Friday, Nov. 21, 1969
Muscle and Mercy
CAMPUS COMMUNIQUE
While most student protesters focused on Moratorium demonstrations last week, some found energy for other causes. Officials responded with muscle, tempered with mercy. Items:
-- At Fordham University in The Bronx, 36 students barricaded themselves inside the administration building for seven hours to protest the school's failure to abolish ROTC. The students used lead pipes and buckets of hot water to repulse unarmed campus guards but fled when city police arrived. They left behind ransacked offices and a white bed sheet with the word revolution scrawled across it in red. Six students were arrested, and at least six campus guards were injured, one seriously.
-- At Michigan State University and the University of Notre Dame, students tried to mount demonstrations against General Electric recruiters to show solidarity with striking electrical workers. Both protests fizzled when only a handful of students (15 at Notre Dame, 13 at M.S.U.) turned out for the picket lines.
-- At the University of Texas, police used clubs and Mace to disperse a crowd of 1,000 students and nonstudents who had gathered at the campus Union to protest a new decision that makes the Chuck Wagon snack bar off-limits for nonstudents.
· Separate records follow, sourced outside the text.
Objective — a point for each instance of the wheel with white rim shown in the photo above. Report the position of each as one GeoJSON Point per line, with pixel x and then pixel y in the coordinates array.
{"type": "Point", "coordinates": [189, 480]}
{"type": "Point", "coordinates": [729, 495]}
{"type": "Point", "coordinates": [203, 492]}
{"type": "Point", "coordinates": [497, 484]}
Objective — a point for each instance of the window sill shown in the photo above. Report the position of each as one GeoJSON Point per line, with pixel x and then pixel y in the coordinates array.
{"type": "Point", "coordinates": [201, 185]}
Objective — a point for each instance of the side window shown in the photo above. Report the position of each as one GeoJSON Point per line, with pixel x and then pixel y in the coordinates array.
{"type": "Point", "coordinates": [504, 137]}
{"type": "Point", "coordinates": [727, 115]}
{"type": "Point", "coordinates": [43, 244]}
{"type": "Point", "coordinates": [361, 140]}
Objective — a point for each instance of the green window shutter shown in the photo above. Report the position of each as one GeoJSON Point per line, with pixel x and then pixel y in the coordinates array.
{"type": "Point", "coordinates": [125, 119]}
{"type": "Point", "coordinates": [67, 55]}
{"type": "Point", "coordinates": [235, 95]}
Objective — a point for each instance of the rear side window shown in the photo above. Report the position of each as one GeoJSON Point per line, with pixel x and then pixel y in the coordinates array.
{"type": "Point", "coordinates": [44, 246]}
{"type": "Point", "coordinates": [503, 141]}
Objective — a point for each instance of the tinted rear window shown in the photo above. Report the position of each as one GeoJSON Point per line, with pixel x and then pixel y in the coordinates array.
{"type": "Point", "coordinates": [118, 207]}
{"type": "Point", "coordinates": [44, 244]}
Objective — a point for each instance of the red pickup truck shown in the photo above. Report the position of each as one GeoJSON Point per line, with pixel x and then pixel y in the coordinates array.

The decision was made by the student-dominated Union board following charges by the Austin district attorney that the snack bar was a hotbed of dope pushing and prostitution. This time the police were called by a student: Steve Van, 21, president of the
Union board. Eight demonstrators were arrested.
-- At Yale University, 47 students suspended for occupying the personnel office were reinstated on disciplinary probation for the rest of the year. The building seizure was the first in Yale's recent history; intended to make officials retract the firing of a black woman cafeteria employee, it worked. Said Dean John Wilkinson, head of the undergraduate discipline committee, explaining the students' reinstatement: "This time, and this time only, we decided to show mercy."